The regression discontinuity design has been used in several studies in management research. Below, you will find a brief summary of the studies.
Arvate, Galilea and Todescat (2018)
The authors apply the regression discontinuity design to answer the question whether female top-managers disadvantage women in the organization, e.g., by reducing their chances to get promoted to management positions (the so-called “queen bee theory”). The study uses mayoral elections in Brazilian municipalities to answer the question. The idea is that in close elections (i.e., elections in which the difference between the male candidate and the female candidate is <5 percent), the assignment of a male/female leader is almost random. The most important finding of the study is that the number of female top and middle managers in public organizations increases in municipalities in which a woman was elected mayor (treatment group) compared with municipalities in which a male was elected (control group). Thus, the study provides no evidence for a “queen bee effect”, but rather suggests a “regal leader effect” of women in top-management positions.

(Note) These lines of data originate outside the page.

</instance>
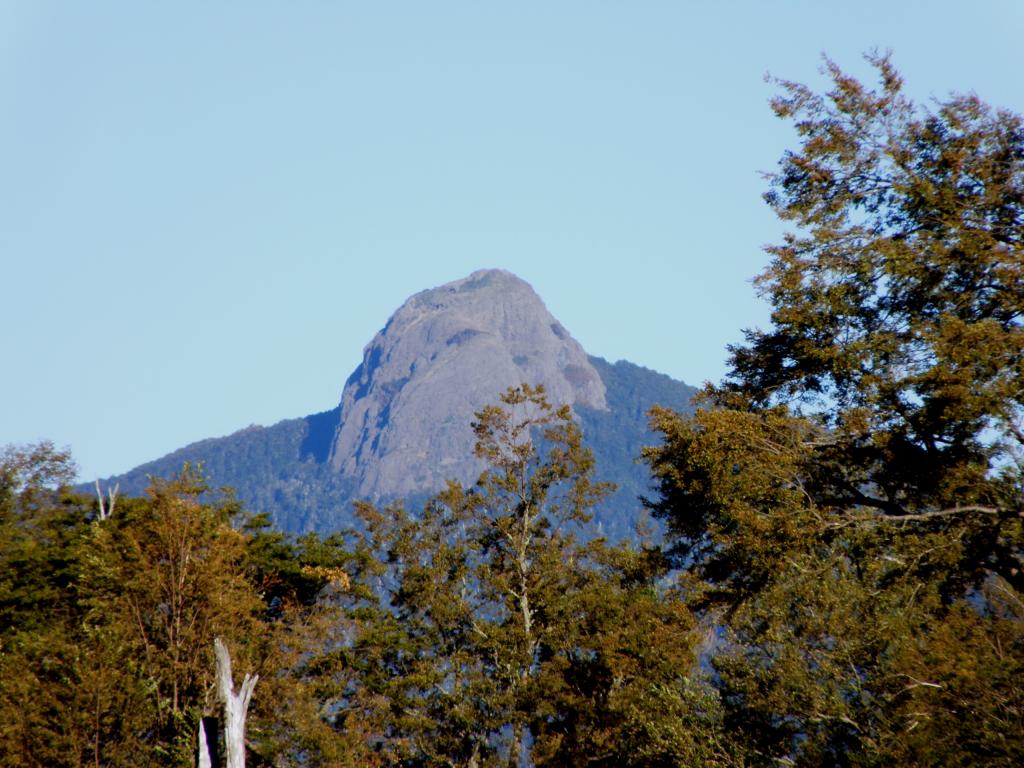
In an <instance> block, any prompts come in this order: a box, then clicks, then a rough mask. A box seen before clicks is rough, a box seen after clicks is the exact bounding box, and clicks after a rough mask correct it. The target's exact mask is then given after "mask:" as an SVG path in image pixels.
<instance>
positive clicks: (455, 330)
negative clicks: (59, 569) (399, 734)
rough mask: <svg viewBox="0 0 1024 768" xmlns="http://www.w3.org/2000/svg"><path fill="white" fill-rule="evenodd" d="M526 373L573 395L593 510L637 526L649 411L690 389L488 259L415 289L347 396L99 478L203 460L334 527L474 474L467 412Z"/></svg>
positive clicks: (555, 396) (517, 381) (645, 473)
mask: <svg viewBox="0 0 1024 768" xmlns="http://www.w3.org/2000/svg"><path fill="white" fill-rule="evenodd" d="M522 382H528V383H543V384H544V385H545V387H546V389H547V391H548V396H549V399H550V400H551V401H552V403H555V404H561V403H568V404H570V406H571V407H572V410H573V412H574V413H575V414H577V416H578V418H579V419H580V422H581V425H582V427H583V431H584V438H585V440H586V442H587V444H588V445H589V446H590V447H591V449H592V450H593V451H594V453H595V456H596V459H597V474H598V477H599V479H606V480H611V481H613V482H615V483H616V484H617V485H618V486H620V487H618V490H617V492H616V493H615V494H614V495H613V496H612V497H611V498H609V499H608V500H607V501H606V502H605V503H604V504H603V505H602V506H601V508H599V509H598V510H597V511H596V518H597V521H598V522H599V524H600V525H601V526H602V528H603V530H604V532H605V534H607V535H608V536H611V537H614V538H621V537H626V536H630V535H631V534H632V530H633V525H634V522H635V521H636V519H637V514H638V512H639V510H640V505H639V502H638V497H639V496H641V495H642V494H644V493H646V492H647V488H648V478H647V474H646V472H645V468H644V467H643V466H641V465H638V464H637V463H636V458H637V456H638V455H639V453H640V449H641V447H642V446H643V445H644V444H648V443H650V442H651V441H653V439H654V436H653V434H651V433H650V432H649V430H648V429H647V421H646V412H647V410H648V409H649V408H650V407H651V406H653V404H655V403H660V404H664V406H668V407H671V408H675V409H680V410H685V409H687V408H688V407H689V400H690V398H691V397H692V395H693V393H694V390H693V388H692V387H689V386H687V385H685V384H683V383H682V382H678V381H675V380H673V379H671V378H669V377H668V376H665V375H663V374H657V373H655V372H653V371H649V370H647V369H644V368H640V367H638V366H634V365H632V364H630V362H625V361H620V362H615V364H613V365H612V364H609V362H607V361H605V360H603V359H601V358H599V357H593V356H589V355H588V354H587V353H586V352H585V351H584V349H583V347H582V346H581V345H580V343H579V342H577V341H575V339H573V338H572V337H571V336H570V335H569V333H568V332H567V331H566V330H565V329H564V328H563V327H562V325H561V324H560V323H558V321H557V319H555V317H553V316H552V315H551V313H550V312H549V311H548V309H547V307H545V305H544V302H543V301H542V300H541V298H540V297H539V296H538V295H537V294H536V293H535V292H534V290H532V288H530V286H529V285H528V284H527V283H525V282H523V281H522V280H520V279H519V278H516V276H515V275H514V274H511V273H510V272H507V271H503V270H499V269H485V270H480V271H477V272H473V273H472V274H470V275H469V276H468V278H464V279H462V280H459V281H456V282H454V283H449V284H446V285H444V286H441V287H439V288H435V289H431V290H428V291H423V292H421V293H418V294H416V295H415V296H413V297H411V298H410V299H409V300H408V301H406V303H404V304H402V305H401V307H399V308H398V310H397V311H395V312H394V314H392V315H391V317H390V319H389V321H388V322H387V325H386V326H385V327H384V328H383V329H382V330H381V331H380V332H379V333H378V334H377V335H376V336H375V337H374V339H373V340H372V341H371V342H370V344H369V345H367V347H366V349H365V350H364V357H362V362H361V364H360V365H359V366H358V368H357V369H356V370H355V372H354V373H353V374H352V375H351V376H350V377H349V379H348V381H347V382H346V383H345V386H344V388H343V390H342V394H341V402H340V404H339V406H338V407H337V408H335V409H332V410H330V411H325V412H323V413H319V414H313V415H311V416H306V417H303V418H300V419H291V420H288V421H283V422H281V423H279V424H275V425H273V426H270V427H260V426H251V427H248V428H246V429H243V430H240V431H239V432H236V433H233V434H231V435H227V436H226V437H218V438H212V439H206V440H202V441H200V442H196V443H193V444H190V445H187V446H185V447H183V449H181V450H179V451H175V452H174V453H172V454H170V455H168V456H165V457H163V458H162V459H158V460H157V461H154V462H150V463H148V464H143V465H142V466H140V467H137V468H135V469H133V470H131V471H129V472H127V473H125V474H124V475H121V476H119V477H112V478H109V479H108V480H105V481H104V483H115V482H119V483H120V484H121V490H122V493H126V494H137V493H141V490H142V489H143V488H144V487H145V485H146V483H147V476H148V475H159V476H167V475H170V474H173V473H174V472H177V471H179V470H180V469H181V466H182V464H183V463H184V462H185V461H188V462H194V463H196V462H202V463H203V466H204V470H205V472H206V474H207V476H208V478H209V479H210V482H211V484H213V485H230V486H232V487H233V488H234V489H236V490H237V493H238V496H239V498H240V499H241V500H242V501H243V502H244V503H245V504H246V507H247V508H248V509H251V510H254V511H266V512H269V513H270V514H271V516H272V517H273V519H274V522H275V523H276V524H278V525H279V526H281V527H282V528H284V529H288V530H294V531H301V530H308V529H316V530H319V531H322V532H323V531H328V530H332V529H337V528H340V527H344V526H345V525H347V524H348V523H349V522H350V521H351V514H350V509H351V503H352V501H354V500H356V499H364V498H369V499H373V500H377V501H387V500H390V499H395V498H402V499H406V500H407V501H408V502H409V503H411V504H416V503H419V502H422V501H423V500H424V499H426V498H427V497H428V496H429V494H430V493H431V492H433V490H435V489H437V488H439V487H440V486H441V485H442V484H443V482H444V481H445V480H446V479H450V478H456V479H458V480H461V481H463V482H467V483H469V482H472V481H473V480H474V479H475V477H476V476H477V474H478V473H479V471H480V469H481V466H480V464H479V462H478V460H477V459H476V458H475V457H474V456H473V434H472V430H471V429H470V422H471V421H472V420H473V414H474V413H475V412H476V411H478V410H479V409H480V408H481V407H483V406H484V404H487V403H489V402H495V401H497V398H498V395H499V393H501V392H503V391H505V389H507V388H508V387H509V386H510V385H514V384H519V383H522Z"/></svg>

Flammer uses the regression discontinuity design to analyze the (causal) relationship between CSR implementation and firm performance. Her study focuses on CSR proposals that pass or fail by a small margin of shareholder votes (so-called “close call CSR proposals”). Her argument is that near the pass/fail threshold (i.e., 50.1 percent of the votes), the assignment of CSR to companies is almost random (i.e., there is no real difference between companies that are close to the threshold except for the fact that some of these companies have implemented CSR whereas others have not). Her study found a positive relationship between the implementation of CSR and both announcement returns and firms’ accounting performance. However, she also showed that close call CSR proposals differ from non-close proposals along several dimensions, which suggests that although adopting close call CSR proposals is beneficial to some companies, it is not necessarily beneficial to all companies.